Eshell V11.1.3  (abort with ^G)
(epmdlessless@node_a)1> net_kernel:connect_node(epmdlessless@node_b).
true
(epmdlessless@node_a)2> erlang:nodes().
[epmdlessless@node_b]
(epmdlessless@node_a)3> 
User switch command
 --> q

Do the same on node_c and also connect to node_b and you’ll see the full mesh is created with node_a:

$ docker exec -ti node_c bin/epmdlessless remote_console
Erlang/OTP 23 [erts-11.1.3] [source] [64-bit] [smp:8:8] [ds:8:8:10] [async-threads:1] [hipe]

Eshell V11.1.3  (abort with ^G)
(epmdlessless@node_c)1> net_kernel:connect_node(epmdlessless@node_b).
true
(epmdlessless@node_c)2> erlang:nodes().
[epmdlessless@node_b,epmdlessless@node_a]
(epmdlessless@node_c)3> 
User switch command
 --> q

Test the rpc command by running erlang:nodes() on node_b:

$ docker exec -ti node_b bin/epmdlessless rpc erlang nodes
[epmdlessless@node_a, epmdlessless@node_c]

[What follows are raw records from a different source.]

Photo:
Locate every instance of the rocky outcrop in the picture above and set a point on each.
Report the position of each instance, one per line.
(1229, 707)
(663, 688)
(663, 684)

Lastly, you can verify that none of the commands caused EPMD to be run:

$ docker exec -ti node_b erts-11.1.3/bin/epmd -names
epmd: Cannot connect to local epmd

Separate Ports: Where epmdless is Still Needed

It is important to note that this requires every node to listen on the same port, which requires every node to have its own IP. If this isn’t an option, or for whatever reason you need to use separate ports for nodes, then epmdless is an option to replace EPMD and track the node to port mapping. But if you are running with containers in an environment like Kubernetes you can now keep EPMD from running in each container by simply upgrading Erlang and Rebar3, and setting the ERL_DIST_PORT environment variable.